The 35th Tokyo International Film Festival (TIFF) has launched with its first full-scale red carpet in three years.
At the Takarazuka Theatre in the festival’s new main area of Hibiya-Yurakucho-Ginza, relocated last year from Roppongi, international competition jury president and US director Julie Taymor spoke from the red carpet: “It’s an incredible time now that – since Covid – you’re able to have many more international guests, which is so critical at a time in the world which is so divisive.”
TIFF was only able to host eight foreign guests last year, due to Covid restrictions, but has invited more than 100 international guests this year – still not back to pre-pandemic numbers but deemed encouraging by organisers and industry. Shozo Ichiyama, TIFF’s programming director, told Screen that numerous cast and crew have paid for their own travel and accommodation to participate in the festival “despite our budget limitations”.
Taymor added: “We are travellers and, in that way, the films draw out of us empathy and that is what we need now - tremendous empathy. We live the lives of others and we become them for a moment and that hopefully makes this world more sane.”
The US filmmaker was joined by fellow jury members at the event today (October 24) that included Korean actress Shim Eun-kyung and Portuguese director Joao Pedro Rodrigues.
Other notable figures on the red carpet were Japanese filmmaker Yukisada Isao, who will preside over the Amazon Prime Video Take One Award jury; Thai producer and Asian Future jury member Soros Sukhum; Japanese director Hiroki Ryuichi, who has three films in the festival’s gala selection; and filmmaker Daishi Matsunaga, whose romantic drama Egoist plays in competition, alongside his stars Ryohei Suzuki and Hio Miyazawa.
The festival opened with the world premiere of Takahisa Zeze’s Japanese prisoner-of-war drama Fragments Of The Last Will with director and actor Ninomiya Kazunari on hand to present the feature.
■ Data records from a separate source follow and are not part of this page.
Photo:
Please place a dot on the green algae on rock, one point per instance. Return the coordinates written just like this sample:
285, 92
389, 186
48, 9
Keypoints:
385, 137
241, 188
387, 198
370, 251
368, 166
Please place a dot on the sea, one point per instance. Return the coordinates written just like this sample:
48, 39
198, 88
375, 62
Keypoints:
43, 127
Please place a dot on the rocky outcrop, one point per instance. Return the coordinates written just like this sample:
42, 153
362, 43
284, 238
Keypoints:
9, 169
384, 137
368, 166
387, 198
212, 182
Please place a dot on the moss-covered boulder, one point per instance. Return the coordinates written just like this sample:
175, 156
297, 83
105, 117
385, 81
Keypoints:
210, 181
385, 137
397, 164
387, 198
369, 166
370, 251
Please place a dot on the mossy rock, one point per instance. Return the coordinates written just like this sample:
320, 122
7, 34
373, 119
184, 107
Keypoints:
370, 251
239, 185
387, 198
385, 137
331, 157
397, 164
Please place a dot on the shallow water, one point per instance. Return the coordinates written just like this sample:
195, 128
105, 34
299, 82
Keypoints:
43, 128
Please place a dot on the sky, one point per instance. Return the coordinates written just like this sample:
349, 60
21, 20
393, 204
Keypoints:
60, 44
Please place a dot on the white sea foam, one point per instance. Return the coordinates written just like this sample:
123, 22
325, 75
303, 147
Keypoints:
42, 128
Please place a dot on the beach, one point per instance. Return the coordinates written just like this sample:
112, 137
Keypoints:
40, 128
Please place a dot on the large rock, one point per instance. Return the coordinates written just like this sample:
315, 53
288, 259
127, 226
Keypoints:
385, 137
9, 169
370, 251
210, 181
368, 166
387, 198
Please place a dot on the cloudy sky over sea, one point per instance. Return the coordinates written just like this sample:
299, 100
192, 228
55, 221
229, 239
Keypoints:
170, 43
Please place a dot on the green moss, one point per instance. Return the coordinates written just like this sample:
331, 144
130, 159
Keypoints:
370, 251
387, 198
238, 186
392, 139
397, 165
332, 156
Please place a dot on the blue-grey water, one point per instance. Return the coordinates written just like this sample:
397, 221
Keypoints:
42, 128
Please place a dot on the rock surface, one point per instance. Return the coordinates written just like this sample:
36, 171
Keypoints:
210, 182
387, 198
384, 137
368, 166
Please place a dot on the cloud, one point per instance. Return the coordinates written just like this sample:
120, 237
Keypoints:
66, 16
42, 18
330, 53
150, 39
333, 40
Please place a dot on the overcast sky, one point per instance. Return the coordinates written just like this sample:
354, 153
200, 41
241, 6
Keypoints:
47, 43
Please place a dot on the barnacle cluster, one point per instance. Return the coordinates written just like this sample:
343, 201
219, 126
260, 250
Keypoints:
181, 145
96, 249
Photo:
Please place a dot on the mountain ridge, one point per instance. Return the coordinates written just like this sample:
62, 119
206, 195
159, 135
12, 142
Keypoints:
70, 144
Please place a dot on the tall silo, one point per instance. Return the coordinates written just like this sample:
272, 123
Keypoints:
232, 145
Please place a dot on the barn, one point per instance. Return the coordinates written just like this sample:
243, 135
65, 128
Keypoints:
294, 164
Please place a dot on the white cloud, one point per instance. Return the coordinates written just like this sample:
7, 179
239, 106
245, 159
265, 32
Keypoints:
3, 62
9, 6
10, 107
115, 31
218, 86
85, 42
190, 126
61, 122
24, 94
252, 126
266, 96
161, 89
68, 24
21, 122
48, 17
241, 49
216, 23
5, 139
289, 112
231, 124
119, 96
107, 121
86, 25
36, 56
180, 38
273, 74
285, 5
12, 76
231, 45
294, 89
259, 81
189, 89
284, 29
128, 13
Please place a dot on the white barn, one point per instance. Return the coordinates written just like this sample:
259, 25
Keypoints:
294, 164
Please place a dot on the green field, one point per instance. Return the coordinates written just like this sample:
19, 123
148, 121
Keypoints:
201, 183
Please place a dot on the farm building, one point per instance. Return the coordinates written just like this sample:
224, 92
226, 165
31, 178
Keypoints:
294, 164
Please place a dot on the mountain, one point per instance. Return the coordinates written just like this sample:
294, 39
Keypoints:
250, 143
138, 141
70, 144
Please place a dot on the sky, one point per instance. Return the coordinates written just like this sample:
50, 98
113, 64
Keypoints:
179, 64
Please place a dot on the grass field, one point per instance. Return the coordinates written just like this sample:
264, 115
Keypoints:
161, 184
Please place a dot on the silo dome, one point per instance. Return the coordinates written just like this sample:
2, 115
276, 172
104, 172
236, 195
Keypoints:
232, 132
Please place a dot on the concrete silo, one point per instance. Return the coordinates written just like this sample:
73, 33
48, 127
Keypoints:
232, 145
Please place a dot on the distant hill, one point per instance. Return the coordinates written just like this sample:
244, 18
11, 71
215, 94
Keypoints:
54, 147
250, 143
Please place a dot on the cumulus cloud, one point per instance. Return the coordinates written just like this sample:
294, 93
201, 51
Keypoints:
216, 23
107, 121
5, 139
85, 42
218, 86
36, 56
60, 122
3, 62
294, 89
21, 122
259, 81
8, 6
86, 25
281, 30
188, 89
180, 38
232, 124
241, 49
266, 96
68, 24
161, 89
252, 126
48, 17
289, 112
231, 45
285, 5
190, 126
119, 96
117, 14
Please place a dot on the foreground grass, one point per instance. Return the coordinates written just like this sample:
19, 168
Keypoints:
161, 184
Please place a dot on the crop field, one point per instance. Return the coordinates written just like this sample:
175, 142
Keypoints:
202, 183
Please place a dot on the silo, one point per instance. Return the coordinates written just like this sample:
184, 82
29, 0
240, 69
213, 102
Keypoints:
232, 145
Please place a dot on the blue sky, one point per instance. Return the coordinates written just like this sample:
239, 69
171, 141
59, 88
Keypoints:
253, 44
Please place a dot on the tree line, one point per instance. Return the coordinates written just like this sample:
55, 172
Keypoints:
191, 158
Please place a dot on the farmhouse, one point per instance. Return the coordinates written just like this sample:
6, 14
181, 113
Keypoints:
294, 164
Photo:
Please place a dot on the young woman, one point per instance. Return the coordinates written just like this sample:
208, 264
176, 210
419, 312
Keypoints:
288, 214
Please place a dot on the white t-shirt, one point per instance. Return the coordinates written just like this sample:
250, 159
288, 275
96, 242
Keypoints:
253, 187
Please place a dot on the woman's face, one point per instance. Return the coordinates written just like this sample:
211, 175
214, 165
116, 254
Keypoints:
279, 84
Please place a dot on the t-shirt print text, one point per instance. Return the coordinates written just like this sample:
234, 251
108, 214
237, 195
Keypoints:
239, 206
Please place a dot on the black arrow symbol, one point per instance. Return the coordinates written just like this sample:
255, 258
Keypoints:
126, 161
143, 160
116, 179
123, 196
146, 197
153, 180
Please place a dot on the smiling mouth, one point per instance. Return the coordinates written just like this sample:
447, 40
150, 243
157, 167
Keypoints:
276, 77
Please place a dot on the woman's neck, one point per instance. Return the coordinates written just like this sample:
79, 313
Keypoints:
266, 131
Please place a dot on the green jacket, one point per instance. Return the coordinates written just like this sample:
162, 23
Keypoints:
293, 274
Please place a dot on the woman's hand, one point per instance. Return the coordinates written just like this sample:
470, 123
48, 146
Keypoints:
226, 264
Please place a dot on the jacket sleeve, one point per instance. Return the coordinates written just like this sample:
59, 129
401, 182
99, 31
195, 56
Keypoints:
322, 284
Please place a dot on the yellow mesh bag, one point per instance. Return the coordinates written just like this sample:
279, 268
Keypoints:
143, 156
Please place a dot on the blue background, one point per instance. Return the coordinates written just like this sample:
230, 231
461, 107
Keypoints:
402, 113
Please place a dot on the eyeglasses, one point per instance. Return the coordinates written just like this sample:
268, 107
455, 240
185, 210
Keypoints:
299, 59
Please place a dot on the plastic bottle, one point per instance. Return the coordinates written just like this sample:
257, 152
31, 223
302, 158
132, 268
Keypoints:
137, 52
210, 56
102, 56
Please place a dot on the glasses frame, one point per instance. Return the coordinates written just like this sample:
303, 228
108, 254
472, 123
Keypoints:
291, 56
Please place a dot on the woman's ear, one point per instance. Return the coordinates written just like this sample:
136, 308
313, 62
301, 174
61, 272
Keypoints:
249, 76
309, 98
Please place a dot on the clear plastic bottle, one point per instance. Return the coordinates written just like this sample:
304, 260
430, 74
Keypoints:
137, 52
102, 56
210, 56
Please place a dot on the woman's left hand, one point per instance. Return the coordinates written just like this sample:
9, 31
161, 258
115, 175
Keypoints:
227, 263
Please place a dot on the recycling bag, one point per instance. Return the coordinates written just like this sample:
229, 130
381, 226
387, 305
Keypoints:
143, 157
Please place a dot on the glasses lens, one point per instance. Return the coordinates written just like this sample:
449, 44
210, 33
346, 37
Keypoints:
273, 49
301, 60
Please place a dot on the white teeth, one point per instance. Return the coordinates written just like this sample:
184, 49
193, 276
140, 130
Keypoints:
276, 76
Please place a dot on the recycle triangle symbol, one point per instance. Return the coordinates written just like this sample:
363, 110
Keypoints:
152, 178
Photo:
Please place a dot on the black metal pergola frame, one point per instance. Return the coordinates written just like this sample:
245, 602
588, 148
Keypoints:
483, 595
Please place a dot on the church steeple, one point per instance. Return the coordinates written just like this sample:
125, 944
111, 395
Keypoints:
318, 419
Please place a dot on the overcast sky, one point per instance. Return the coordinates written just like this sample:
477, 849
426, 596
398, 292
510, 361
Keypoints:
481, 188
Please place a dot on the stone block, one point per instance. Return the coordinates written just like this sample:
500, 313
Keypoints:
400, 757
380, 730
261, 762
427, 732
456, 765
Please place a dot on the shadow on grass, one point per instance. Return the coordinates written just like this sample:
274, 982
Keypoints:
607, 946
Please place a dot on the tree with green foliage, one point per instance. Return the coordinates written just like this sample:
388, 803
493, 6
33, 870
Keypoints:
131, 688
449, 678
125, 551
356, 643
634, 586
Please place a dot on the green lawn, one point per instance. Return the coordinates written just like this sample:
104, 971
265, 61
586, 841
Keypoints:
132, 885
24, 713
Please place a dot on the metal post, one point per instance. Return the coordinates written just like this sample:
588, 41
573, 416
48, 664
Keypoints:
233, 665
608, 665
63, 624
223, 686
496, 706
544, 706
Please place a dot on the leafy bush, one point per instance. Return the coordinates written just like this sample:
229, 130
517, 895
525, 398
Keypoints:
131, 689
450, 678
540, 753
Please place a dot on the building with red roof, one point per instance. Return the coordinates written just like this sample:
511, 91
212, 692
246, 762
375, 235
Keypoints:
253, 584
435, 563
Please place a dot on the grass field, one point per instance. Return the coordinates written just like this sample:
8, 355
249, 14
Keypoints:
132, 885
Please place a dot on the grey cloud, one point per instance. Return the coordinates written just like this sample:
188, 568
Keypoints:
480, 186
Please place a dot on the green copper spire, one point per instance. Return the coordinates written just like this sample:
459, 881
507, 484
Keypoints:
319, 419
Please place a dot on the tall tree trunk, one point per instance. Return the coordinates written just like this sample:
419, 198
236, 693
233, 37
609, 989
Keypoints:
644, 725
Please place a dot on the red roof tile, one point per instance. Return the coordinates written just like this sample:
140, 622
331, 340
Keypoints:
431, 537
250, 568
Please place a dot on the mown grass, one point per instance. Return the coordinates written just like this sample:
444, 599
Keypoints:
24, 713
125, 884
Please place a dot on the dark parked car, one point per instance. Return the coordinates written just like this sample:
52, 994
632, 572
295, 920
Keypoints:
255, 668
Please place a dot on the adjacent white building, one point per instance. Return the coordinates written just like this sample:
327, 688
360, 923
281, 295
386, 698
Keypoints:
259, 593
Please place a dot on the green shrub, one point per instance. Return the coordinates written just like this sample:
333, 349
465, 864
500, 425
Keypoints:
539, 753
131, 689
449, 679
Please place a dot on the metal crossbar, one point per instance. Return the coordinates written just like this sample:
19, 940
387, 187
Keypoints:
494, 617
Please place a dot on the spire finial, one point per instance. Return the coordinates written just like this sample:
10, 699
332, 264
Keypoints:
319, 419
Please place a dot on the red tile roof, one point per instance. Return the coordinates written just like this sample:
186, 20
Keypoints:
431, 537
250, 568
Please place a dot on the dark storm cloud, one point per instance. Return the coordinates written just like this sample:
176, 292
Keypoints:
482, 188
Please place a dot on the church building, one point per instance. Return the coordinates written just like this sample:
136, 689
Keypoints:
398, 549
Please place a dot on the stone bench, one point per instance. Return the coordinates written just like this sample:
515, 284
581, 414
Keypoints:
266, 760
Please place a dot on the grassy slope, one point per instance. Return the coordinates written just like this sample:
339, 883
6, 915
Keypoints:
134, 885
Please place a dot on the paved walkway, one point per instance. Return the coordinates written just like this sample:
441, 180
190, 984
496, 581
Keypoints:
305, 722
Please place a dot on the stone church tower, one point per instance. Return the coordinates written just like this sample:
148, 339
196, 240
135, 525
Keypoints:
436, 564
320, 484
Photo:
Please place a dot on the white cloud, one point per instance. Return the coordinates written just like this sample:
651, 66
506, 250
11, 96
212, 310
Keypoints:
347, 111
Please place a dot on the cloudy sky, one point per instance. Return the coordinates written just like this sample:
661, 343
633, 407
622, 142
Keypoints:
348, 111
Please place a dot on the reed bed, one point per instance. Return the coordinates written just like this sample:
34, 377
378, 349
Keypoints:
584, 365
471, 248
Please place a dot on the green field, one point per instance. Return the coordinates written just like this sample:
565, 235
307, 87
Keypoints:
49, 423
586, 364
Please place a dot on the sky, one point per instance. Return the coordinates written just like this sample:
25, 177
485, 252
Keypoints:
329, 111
“Even in harsh circumstances, people do not lose hope,” said Zeze about what he hoped his film conveys in a time of Covid and war in Ukraine.
Ukraine doc added
Running October 24 to November 2, TIFF is set to screen 111 films across its nine main sections.
Organisers recently added Freedom On Fire: Ukraine’s Fight For Freedom, Evgeny Afineevsky’s documentary about the Russian invasion and Ukrainians’ stand against it, which will screen in the World Focus – Special Screening section.
A total of 169 titles will screen during the festival when including TIFF’s Open Air Screenings and National Film Archive collaboration project.
The festival will close on November 2 with Living, director Oliver Hermanus’ UK adaptation of Akira Kurosawa’s 1952 Japanese drama Ikiru with a revised screenplay by Kazuo Ishiguro and starring Bill Nighy.
TIFF is also set to present the Kurosawa Akira Award on October 29 to Alejandro Gonzalez Inarritu, whose Bardo, False Chronicle Of A Handful Of Truths, is playing in the Gala Selection, and Koji Fukada, who is due to have a TIFF Lounge talk with Tsai Ming-Liang whose 30 years of filmmaking are being honoured at the festival.
This year’s lifetime achievement award will be presented at the closing ceremony to Nogami Teruyo, who worked with Kurosawa for 50 years in various roles including continuity assistant, production manager and assistant producer on films such as Rashomon and Seven Samurai.